At the recent American Society for Mass Spectrometry annual meeting, researchers presented work from the APOLLO Two project on ovarian cancer. Among their results was the identification of a subset of a tumors exhibiting proteomic changes indicative of increased immune cell movement but decreased inflammatory signaling as well as gene expression signatures suggestive of immune cell infiltration. These patients had 1.33 additional years of progression-free survival compared to patients with tumors without increased immune activity.

Conrads said that as part of its focus on the tumor microenvironment the consortium is looking to add a pair of new researchers —Northwestern University's Neil Kelleher and Vanderbilt University's Richard Caprioli, who specialize, respectively, in top-down proteomics and imaging mass spectrometry.

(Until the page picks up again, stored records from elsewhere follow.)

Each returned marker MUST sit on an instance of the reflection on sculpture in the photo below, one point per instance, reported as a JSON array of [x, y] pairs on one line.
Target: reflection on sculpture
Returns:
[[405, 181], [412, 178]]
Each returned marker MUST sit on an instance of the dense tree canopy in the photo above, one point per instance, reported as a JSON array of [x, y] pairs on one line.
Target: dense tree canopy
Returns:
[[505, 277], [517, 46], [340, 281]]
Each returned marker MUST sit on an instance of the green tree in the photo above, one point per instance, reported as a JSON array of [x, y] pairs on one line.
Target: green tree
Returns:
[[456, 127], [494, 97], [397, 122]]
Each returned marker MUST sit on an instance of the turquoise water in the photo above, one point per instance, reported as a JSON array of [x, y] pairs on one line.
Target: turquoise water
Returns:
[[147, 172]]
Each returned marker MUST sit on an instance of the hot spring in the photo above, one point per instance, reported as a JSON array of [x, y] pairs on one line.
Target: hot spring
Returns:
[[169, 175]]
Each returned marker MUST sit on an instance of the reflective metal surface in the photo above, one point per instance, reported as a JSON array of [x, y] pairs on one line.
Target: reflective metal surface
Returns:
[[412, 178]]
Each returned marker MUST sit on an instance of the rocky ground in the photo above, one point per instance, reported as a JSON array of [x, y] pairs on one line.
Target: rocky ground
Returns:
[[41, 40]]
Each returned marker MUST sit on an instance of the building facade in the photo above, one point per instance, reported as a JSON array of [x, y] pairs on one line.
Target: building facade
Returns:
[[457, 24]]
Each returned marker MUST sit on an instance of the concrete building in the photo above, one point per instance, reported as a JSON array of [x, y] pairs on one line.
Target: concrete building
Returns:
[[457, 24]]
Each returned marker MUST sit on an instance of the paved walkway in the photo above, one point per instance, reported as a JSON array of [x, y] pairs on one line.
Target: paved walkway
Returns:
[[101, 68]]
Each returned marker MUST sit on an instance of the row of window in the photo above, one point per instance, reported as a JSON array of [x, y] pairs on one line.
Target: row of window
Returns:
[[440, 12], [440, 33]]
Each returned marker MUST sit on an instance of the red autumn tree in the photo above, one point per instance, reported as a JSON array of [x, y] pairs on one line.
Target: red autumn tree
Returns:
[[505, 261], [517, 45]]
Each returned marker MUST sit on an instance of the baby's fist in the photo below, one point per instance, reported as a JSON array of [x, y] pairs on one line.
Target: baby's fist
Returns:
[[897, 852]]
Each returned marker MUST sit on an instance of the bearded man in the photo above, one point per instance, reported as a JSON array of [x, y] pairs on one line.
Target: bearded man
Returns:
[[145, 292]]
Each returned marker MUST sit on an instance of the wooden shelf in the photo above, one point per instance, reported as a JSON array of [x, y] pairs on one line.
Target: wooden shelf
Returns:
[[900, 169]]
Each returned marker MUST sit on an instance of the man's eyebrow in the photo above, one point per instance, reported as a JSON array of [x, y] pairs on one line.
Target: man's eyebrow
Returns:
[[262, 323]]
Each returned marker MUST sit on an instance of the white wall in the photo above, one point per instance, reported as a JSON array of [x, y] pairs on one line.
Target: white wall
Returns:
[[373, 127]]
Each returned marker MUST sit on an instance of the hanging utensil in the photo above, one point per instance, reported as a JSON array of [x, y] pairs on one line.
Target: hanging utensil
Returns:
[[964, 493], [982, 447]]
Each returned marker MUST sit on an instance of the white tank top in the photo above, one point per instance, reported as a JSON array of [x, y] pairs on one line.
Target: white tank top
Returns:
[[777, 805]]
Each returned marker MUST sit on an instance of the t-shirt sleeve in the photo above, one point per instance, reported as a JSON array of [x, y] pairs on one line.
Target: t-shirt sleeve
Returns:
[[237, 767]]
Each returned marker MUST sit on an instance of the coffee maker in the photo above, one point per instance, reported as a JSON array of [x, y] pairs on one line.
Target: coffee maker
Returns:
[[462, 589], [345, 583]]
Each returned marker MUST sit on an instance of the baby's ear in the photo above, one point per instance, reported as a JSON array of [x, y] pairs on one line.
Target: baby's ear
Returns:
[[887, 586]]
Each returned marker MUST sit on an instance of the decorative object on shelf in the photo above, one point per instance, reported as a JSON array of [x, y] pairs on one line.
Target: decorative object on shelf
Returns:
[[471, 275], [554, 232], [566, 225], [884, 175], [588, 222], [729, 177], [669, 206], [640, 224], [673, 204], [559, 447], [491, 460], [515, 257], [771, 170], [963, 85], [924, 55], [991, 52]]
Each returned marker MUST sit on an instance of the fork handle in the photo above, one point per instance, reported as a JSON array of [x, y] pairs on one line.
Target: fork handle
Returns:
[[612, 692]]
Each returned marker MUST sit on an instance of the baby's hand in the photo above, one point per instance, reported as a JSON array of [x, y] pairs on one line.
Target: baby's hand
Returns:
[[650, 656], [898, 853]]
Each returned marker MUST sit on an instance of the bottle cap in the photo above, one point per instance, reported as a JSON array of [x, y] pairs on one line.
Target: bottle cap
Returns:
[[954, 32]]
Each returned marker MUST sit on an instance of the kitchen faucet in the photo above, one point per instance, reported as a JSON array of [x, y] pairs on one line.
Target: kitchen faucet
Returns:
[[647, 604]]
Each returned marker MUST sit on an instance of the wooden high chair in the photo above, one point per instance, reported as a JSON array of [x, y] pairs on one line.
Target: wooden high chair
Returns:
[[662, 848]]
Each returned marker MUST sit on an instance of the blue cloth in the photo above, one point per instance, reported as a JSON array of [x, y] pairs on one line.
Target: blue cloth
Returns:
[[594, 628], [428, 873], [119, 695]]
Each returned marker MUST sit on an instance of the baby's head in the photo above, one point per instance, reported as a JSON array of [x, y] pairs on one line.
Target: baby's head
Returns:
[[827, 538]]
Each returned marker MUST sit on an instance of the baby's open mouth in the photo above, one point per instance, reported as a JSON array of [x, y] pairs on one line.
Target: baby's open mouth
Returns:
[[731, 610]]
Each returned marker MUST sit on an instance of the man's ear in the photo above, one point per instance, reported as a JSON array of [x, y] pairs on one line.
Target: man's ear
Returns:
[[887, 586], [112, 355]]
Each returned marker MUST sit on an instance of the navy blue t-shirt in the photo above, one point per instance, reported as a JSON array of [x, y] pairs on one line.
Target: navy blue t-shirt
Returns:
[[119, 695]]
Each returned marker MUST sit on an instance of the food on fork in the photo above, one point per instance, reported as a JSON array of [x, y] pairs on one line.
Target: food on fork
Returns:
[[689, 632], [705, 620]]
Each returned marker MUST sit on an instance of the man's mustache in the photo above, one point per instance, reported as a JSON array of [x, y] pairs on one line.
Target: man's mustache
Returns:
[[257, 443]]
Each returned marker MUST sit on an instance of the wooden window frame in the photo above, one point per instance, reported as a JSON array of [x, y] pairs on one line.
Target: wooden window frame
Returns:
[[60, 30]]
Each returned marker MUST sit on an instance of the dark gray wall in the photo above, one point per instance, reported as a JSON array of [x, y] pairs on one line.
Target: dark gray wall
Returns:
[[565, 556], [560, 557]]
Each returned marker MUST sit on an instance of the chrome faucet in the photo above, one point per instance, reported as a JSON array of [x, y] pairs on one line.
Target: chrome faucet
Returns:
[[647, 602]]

He said that imaging mass spectrometry could prove particularly useful for analyzing samples with low levels of tumor cellularity to better understand how these cancers remodel their environment.

"In many of these very bad-acting cancers, there is this massive desmoplastic reaction where the tumor microenvironment has a complete remodeling and in fact the tumor makes up a very small portion of that cellularity," he said. "We don't really know a lot about that reactive microenvironment, and so we think imaging mass spectrometry is going to give us a unique view that will augment the laser microdissection we are doing to purify those different cell subsets."

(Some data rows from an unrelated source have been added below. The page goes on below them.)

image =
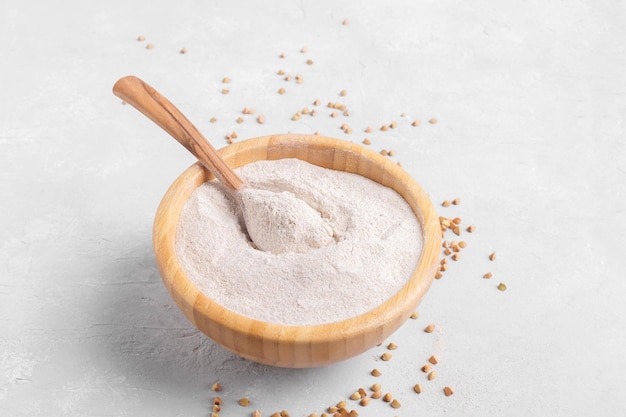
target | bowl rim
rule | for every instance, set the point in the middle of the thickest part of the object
(388, 315)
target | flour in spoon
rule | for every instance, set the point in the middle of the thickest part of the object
(281, 222)
(376, 244)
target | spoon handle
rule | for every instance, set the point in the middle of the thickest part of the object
(162, 112)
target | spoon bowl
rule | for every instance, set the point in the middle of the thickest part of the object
(263, 211)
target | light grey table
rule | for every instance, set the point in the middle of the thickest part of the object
(530, 99)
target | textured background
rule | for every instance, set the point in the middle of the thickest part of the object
(530, 99)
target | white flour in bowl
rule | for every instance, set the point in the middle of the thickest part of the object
(377, 244)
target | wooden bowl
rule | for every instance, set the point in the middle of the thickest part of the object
(297, 346)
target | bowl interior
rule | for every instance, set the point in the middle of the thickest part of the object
(297, 346)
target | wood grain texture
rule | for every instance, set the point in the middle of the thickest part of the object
(298, 346)
(161, 111)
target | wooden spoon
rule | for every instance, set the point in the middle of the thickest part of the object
(276, 222)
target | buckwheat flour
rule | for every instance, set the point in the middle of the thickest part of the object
(377, 243)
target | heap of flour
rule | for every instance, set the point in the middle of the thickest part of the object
(377, 241)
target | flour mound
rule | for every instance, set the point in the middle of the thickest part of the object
(281, 222)
(377, 244)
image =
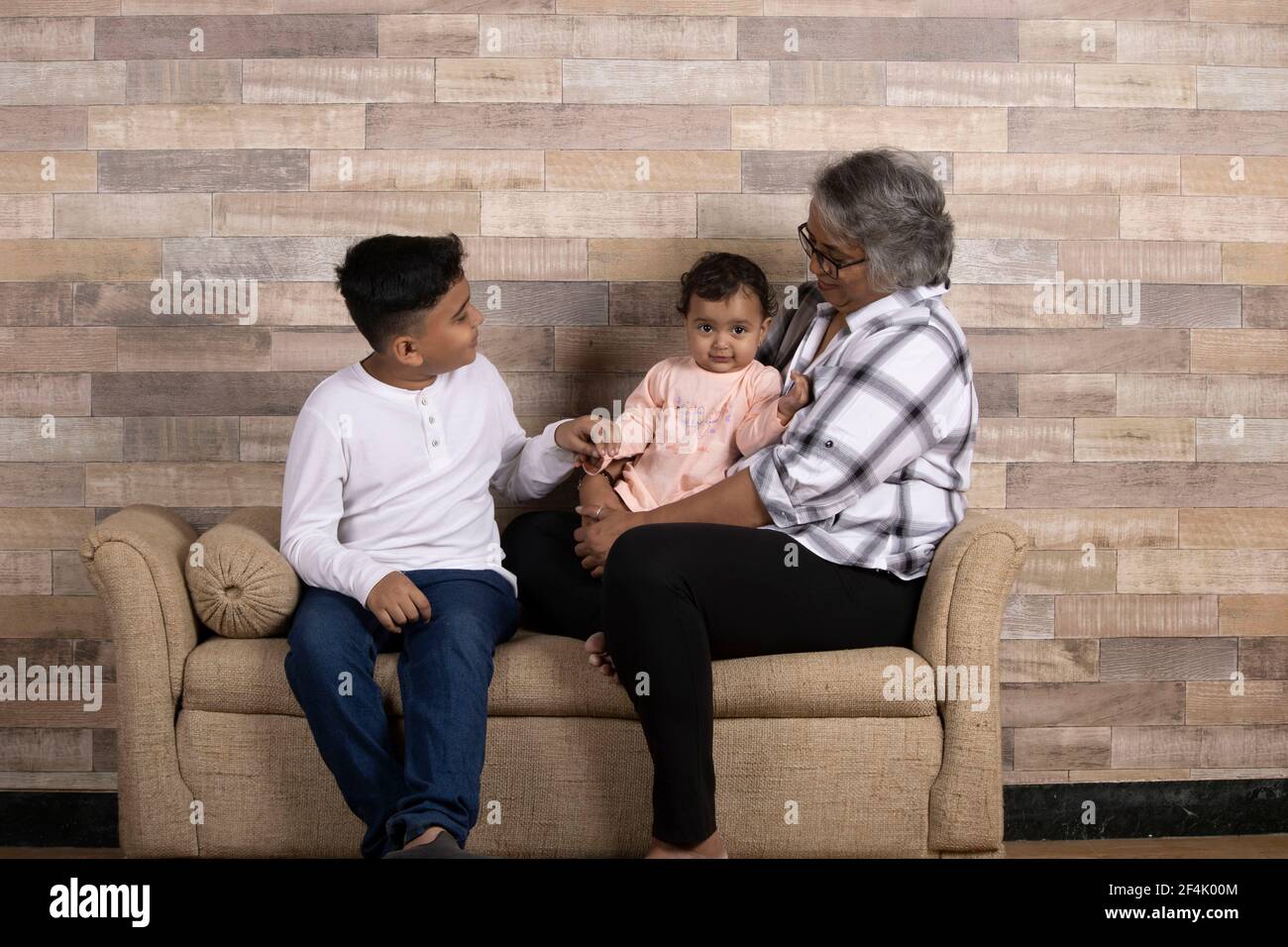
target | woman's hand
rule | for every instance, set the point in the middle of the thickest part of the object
(595, 540)
(597, 657)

The researchers are also collaborating with Thermo Fisher Scientific and researchers from the International Cancer Moonshot project to assess DIA mass spec methods for tumor analysis. Last year, in an effort led by Conrads, 11 labs in nine countries did high-throughput testing of the performance and reproducibility of DIA mass spec.

Conrads said that the APOLLO researchers now plan to perform DIA mass spec on the biobanked samples previously analyzed using isobaric labeling, which has been the primary mass spec workflow used by the initiative to date.

"With every one of the of the digests that have gone in for [isobaric labeling] we have reserved a small aliquot that we will be running across that same DIA platform [tested in the Thermo Fisher collaboration]," he said.

In addition to the isobaric labeling and DIA analyses, the researchers are also analyzing samples using reverse phase protein arrays and targeted mass spec assays.